Below, I'll assess the details of Apple's massive AI initiative and make the case for why investors in Taiwan Semiconductor Manufacturing Company (NYSE: TSM) should be particularly excited.
There are multiple components to Apple's $500 billion commitment to U.S. infrastructure.
As part of the initiative, Apple will be constructing a manufacturing facility in Houston, Texas to house servers. The primary reason to build this server unit is to further support infrastructure around Apple Intelligence -- the company's AI system equipped with features from ChatGPT.
Another component of Apple's plan includes bolstering manufacturing spend for advanced silicon, specifically in Arizona. This is where TSMC investors might want to pay attention.
Image source: Getty Images.
Over the last several years, TSMC has built advanced fabrication facilities in Phoenix, AZ as part of a $65 billion AI chip initiative. According to Apple, the company is the largest customer of TSMC's Fab 21 plant in Phoenix.
Just days after Apple announced its plans to invest $500 billion into the U.S., TSMC announced a $100 billion project of its own -- whereby the company plans to build new fabrication and packaging facilities.

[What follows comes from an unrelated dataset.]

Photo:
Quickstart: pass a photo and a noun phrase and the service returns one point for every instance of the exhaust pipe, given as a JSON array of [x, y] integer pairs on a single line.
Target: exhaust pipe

Given Apple is already an important customer of TSMC (to say the least), I'm encouraged by both companies' commitments to bolster their infrastructure in the U.S. I see Apple's ambitions in manufacturing and silicon engineering as an important step in the company's ongoing efforts to compete in an intense AI realm. Moreover, I think TSMC's interest in expanding its U.S. footprint should bode well for the company's future growth prospects -- particularly from leading U.S. AI players such as Apple.
As of this writing (March 14), shares of TSMC have fallen by about 12% this year -- underperforming both the S&P 500 and Nasdaq Composite. I think that the declines seen in TSMC stock are primarily a result of more macro trends.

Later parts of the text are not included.